Each occurrence of the –A option configures a cluster transport adapter that is attached to the node from which you run the scinstall command.

If no –A options are specified, an attempt is made to use a default adapter and transport type. The default transport type is dlpi. On the SPARC platform, the default adapter is hme1.

When the adapter transport type is dlpi, you do not need to specify the trtype suboption. In this case, you can use either of the following two forms to specify the –A adapter-options:

–A [trtype=type,]name=adaptername[,vlanid=vlanid][,other-options]–A adaptername
[trtype=type]

Specifies the transport type of the adapter. Use the trtype option with each occurrence of the –A option for which you want to specify the transport type of the adapter. An example of a transport type is dlpi.

The default transport type is dlpi.

name=adaptername

Specifies the adapter name. You must use the name suboption with each occurrence of the –A option to specify the adaptername. An adaptername is constructed from a device name that is immediately followed by a physical-unit number, for example, hme0.
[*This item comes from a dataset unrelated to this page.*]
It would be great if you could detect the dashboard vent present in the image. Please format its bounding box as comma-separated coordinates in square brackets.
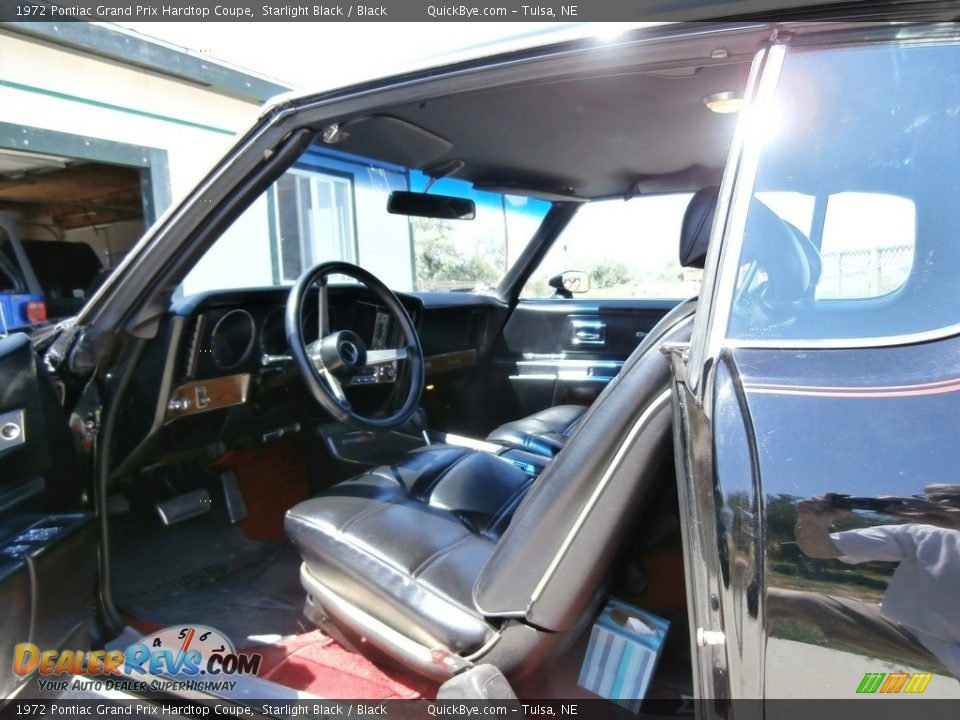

If you specify no other suboptions with the –A option, you can specify the adaptername as a standalone argument to the –A option, as –A adaptername.

vlanid=vlanid

Specifies the VLAN ID of the tagged-VLAN adapter.

[other-options]

Specifies additional adapter options. When a particular adapter provides any other options, you can specify them by using the –A option.

–B switch-options

Specifies the transport switch, also called transport junction. This option is only legal when the –F or –N option is also specified.

Each occurrence of the –B option configures a cluster transport switch. Examples of such devices can include, but are not limited to, Ethernet switches, other switches of various types, and rings.

If you specify no –B options, scinstall attempts to add a default switch at the time that the first node is instantiated as a cluster node. When you add additional nodes to the cluster, no additional switches are added by default. However, you can add them explicitly. The default switch is named switch1, and it is of type switch.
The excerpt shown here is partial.